Argentina estuvo ausente de México ’70, desplazada por un agradabilísimo equipo de Perú. Ese torneo fue el primero que llegó en directo por tevé y los argentinos fueron masivamente hinchas de Brasil, seguramente la mejor selección que haya existido jamás. El partido inicial (México 0-URSS 0) no fue memorable por el juego, sí por la transmisión inédita. Y por un fuerte aporte de la historia argentina, que se hizo ver. Ese día, 3 de junio de 1970, el partido era recurrentemente interrumpido por comunicados oficiales mostrando fotos de varios militantes montoneros (Mario Firmenich, Norma Arrostito, Fernando Abal Medina) que pocos días antes habían secuestrado a Pedro Eugenio Aramburu.
Juan Domingo Perón murió el 1° de julio de 1974, horas después de que Brasil eyectara del Mundial de Alemania a una Selección Argentina simpática pero ineficaz. El duelo nacional, que se prolongó varios días, impidió que se viera el (desde el vamos irrelevante) partido despedida del combinado de AFA, que empató con Alemania Oriental 1-1 (¿vieron qué países raros jugaban en esos mundiales?).
Los mundiales de 1982 y 2002 tuvieron como factor común el de surgir en momentos de enorme dolor masivo: la derrota de Malvinas y la fenomenal crisis política, económica y social de principios de este siglo. Ambas selecciones, dotadas de jugadores de clase y conducidas por técnicos amantes del buen juego y progresistas, eran un buen prospecto de la tabla de salvación o por lo menos de placebo en medio de tanta desolación. Las dos perdieron sin mayor mérito. Las interpretaciones quedan libradas acada lector. Se puede pensar que se contagiaron de la tristeza nacional o que era demasiada carga para ellos hacerse cargo de fracasos generados en otros tableros. Desde luego, hasta se puede opinar que fueron eliminadas por razones estrictamente futbolísticas.
El Mundial del ’86, visto en perspectiva, fue la intersección de un gran momento futbolero y de los tiempos más felices (a fuer de ingenuos) de la restauración democrática. Los Comandantes estaban juzgados, Raúl Alfonsín en su apogeo y la expresión “Felices Pascuas” no admitía ninguna acepción capciosa.
Nada recuerda el cronista de notable noticia política durante el Mundial ’90. Pero no puede privarse, en este relato caprichoso, de puntualizar que la comunión entre la hinchada y un equipo miserable, que se colgaba del travesaño para ganar en la definición por penales, auguraba la larga vigencia del menemismo. Para aquel entonces, Menem venía mal sin convertibilidad y con hiperinflaciones a cada rato.
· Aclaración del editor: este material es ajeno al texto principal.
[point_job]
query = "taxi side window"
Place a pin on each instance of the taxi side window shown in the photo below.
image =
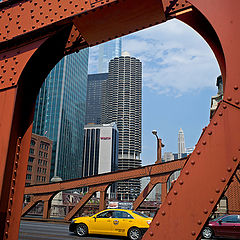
(230, 219)
(122, 214)
(107, 214)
Pero el sórdido pragmatismo colectivo que acompañó al equipo de Goicochea da qué pensar acerca del humus sobre el que germinó un gobierno que cambió la historia, con demasiado consenso.
¿Se puede parar el mundo por mes? Más de cuatro quisieran por motivos políticos o lúdicos, colectivo este último en el que revista el autor de estas líneas. Da la impresión de que no se puede del todo. Pero vale la pena hacer el intento, así sea en el formato micro de la vida cotidiana de cada cual.